Clinical features and treatment outcomes in children with IgG subclass deficiency: A retrospective study

Main Article Content

Filiz Demir Şahin https://orcid.org/0000-0002-5882-9300
Ozan Kapçay https://orcid.org/0000-0003-4426-6305
Mehmet Kılıç https://orcid.org/0000-0002-1089-1316

Keywords

IgG subclass deficiency, IgG3 deficiency, immune profilaxis, immunoglobulin replacement therapy, recurrent infections

Abstract

Introduction: Immunoglobulin G (IgG) subclass deficiencies are among the most common primary immunodeficiencies in children and are associated with increased susceptibility to infections. This study aimed to investigate the clinical features, associated immunological conditions, and treatment outcomes in affected pediatric patients.


Methods: A retrospective analysis was conducted on 43 patients diagnosed with IgG subclass deficiency at the Allergy and Immunology Clinic of Fırat University between January 2019 and July 2024. Clinical records were reviewed for demographic data, immunoglobulin levels, and history of infections. The impact of prophylactic treatments—including intravenous immunoglobulin (IVIG), oral bacterial lysates, and antibiotics—on the frequency of infection was evaluated.


Results: Among the 43 patients, 32 (74.4%) were male and 11 (25.6%) were female, with a mean age at diagnosis of 6.77 ± 2.30 years. The most common clinical presentation was recurrent upper respiratory tract infections, reported in 23 patients (53.5%). Isolated IgG3 deficiency was identified in 34 patients (79.1%). During follow-up, normalization of IgG levels was achieved in 39 patients (90.7%), with a mean time to normalization of 2.1 ± 1.19 years. Prophylactic interventions significantly reduced the annual infection rate from 18.12 ± 10.37 to 3.09 ± 2.40 (p < 0.001).
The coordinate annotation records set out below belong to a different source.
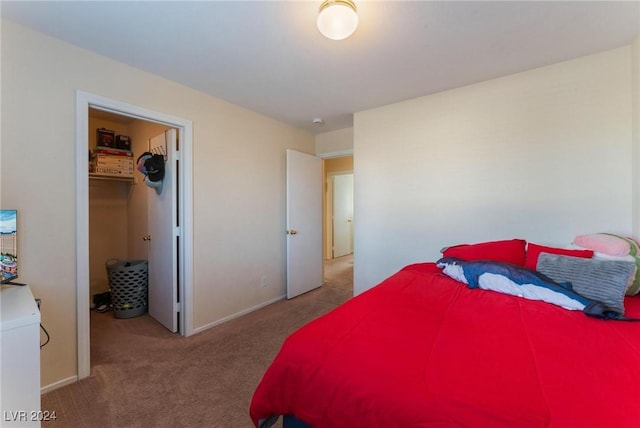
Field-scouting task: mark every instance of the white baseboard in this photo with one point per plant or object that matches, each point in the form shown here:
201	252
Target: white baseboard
238	314
59	384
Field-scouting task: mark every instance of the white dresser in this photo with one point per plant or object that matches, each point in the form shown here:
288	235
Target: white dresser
20	358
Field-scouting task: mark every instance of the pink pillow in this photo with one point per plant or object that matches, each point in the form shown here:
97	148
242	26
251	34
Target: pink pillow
534	250
508	251
603	243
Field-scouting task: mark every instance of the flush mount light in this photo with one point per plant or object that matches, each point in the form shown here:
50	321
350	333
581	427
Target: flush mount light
337	19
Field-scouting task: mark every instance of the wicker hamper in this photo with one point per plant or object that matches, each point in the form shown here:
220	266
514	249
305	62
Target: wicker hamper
129	283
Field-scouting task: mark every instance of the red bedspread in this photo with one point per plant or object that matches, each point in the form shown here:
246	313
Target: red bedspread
422	350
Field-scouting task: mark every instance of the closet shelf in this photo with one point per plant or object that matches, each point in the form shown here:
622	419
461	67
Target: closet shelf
96	176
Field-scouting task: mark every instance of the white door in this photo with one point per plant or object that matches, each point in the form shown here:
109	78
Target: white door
342	214
304	223
162	236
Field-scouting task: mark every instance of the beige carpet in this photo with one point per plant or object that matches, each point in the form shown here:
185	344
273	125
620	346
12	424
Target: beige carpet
144	376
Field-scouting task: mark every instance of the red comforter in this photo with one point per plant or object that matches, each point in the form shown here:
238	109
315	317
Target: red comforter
422	350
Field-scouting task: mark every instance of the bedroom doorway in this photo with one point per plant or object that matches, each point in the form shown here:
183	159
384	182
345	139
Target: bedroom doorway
183	196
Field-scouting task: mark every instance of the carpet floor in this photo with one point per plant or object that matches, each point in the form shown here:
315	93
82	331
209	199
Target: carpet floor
144	376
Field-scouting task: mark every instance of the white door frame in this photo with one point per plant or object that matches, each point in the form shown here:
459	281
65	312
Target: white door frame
84	101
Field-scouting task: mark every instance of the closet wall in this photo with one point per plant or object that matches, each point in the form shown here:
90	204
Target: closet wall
117	209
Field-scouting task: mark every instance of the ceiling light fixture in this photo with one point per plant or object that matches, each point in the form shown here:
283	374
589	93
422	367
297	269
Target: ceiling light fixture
337	19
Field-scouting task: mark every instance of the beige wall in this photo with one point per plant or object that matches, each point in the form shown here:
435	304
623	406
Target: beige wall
334	143
635	109
542	155
238	175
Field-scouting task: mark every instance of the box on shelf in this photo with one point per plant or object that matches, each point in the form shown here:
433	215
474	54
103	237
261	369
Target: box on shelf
112	151
112	165
106	138
112	172
123	142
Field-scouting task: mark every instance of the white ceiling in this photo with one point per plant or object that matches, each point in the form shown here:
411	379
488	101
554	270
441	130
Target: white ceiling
269	57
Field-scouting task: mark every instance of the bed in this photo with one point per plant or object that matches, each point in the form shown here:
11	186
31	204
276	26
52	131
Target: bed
422	349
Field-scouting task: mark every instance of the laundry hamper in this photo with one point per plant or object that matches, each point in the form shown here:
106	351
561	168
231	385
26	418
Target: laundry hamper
129	283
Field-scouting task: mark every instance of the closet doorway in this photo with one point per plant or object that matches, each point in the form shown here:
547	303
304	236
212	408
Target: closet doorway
114	217
339	215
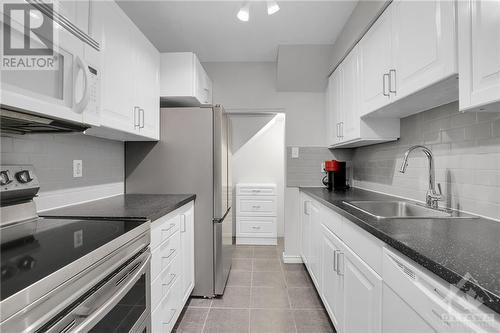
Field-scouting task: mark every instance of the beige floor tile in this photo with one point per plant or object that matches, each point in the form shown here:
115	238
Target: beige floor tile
269	297
227	321
199	302
266	265
298	279
271	321
268	279
312	321
243	252
304	298
239	279
241	264
191	320
234	297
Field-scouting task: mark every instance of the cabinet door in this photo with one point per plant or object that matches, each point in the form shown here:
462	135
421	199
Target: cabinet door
305	222
479	53
332	287
350	122
117	55
363	294
147	86
335	105
187	253
315	244
423	45
375	63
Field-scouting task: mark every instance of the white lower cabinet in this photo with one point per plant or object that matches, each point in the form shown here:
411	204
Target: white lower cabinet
172	266
368	288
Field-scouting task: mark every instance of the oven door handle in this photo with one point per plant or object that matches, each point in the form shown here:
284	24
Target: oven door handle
93	318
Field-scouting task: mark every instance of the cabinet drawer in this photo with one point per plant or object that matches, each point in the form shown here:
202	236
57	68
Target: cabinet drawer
256	206
161	286
256	190
258	226
164	316
164	254
163	228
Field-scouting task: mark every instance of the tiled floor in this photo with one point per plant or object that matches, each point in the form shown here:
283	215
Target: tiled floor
263	295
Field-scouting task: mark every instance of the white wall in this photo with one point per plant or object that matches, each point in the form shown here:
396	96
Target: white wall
259	155
244	86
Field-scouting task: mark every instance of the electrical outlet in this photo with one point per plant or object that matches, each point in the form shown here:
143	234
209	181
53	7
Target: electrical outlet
77	168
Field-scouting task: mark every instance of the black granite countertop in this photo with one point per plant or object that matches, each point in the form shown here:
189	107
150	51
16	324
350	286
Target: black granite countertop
454	249
124	206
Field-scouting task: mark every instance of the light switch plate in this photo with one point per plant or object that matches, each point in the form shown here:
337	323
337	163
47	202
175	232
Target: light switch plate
77	168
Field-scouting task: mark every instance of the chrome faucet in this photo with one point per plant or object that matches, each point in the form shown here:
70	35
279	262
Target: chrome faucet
432	198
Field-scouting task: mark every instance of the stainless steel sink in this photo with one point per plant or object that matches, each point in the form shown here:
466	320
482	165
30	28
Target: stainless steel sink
403	209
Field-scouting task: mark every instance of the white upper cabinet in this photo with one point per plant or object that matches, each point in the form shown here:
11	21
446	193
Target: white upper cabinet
375	60
345	122
184	81
423	45
409	60
479	55
130	77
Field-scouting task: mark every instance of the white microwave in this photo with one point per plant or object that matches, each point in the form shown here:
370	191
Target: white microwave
67	91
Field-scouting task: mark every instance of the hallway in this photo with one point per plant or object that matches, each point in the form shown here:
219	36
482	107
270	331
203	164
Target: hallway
263	295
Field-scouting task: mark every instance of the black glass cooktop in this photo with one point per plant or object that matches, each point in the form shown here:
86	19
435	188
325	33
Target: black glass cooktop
35	249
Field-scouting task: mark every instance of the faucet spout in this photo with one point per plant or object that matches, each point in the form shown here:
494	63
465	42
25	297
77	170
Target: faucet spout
432	197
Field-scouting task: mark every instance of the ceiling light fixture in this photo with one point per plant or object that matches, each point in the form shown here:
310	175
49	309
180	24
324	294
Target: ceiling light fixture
244	12
272	7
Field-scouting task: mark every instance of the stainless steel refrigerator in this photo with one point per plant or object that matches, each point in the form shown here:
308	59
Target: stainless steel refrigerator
192	156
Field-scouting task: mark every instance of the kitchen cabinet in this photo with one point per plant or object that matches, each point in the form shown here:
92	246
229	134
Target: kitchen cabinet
362	288
408	59
331	291
256	214
349	129
130	77
172	266
184	81
479	55
187	250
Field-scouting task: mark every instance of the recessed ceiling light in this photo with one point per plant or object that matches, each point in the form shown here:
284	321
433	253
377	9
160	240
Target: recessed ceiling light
244	12
272	7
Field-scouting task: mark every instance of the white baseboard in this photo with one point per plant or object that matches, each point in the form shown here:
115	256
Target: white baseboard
288	259
71	196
Conclusion: IgG subclass deficiencies represent a significant health concern in children because of their association with recurrent infections. Early diagnosis and the implementation of appropriate prophylactic treatment strategies are crucial in reducing infection frequency and improving the quality of life. However, the retrospective nature of the study and the relatively small sample size may have limited the evaluation of clinical outcomes and treatment responses, potentially affecting the generalizability of the results. Despite these limitations, the findings highlight the potential benefits of prophylactic interventions in managing infections among children with IgG subclass deficiencies and emphasize the need for larger, prospective studies to inform evidence-based therapeutic strategies for this population.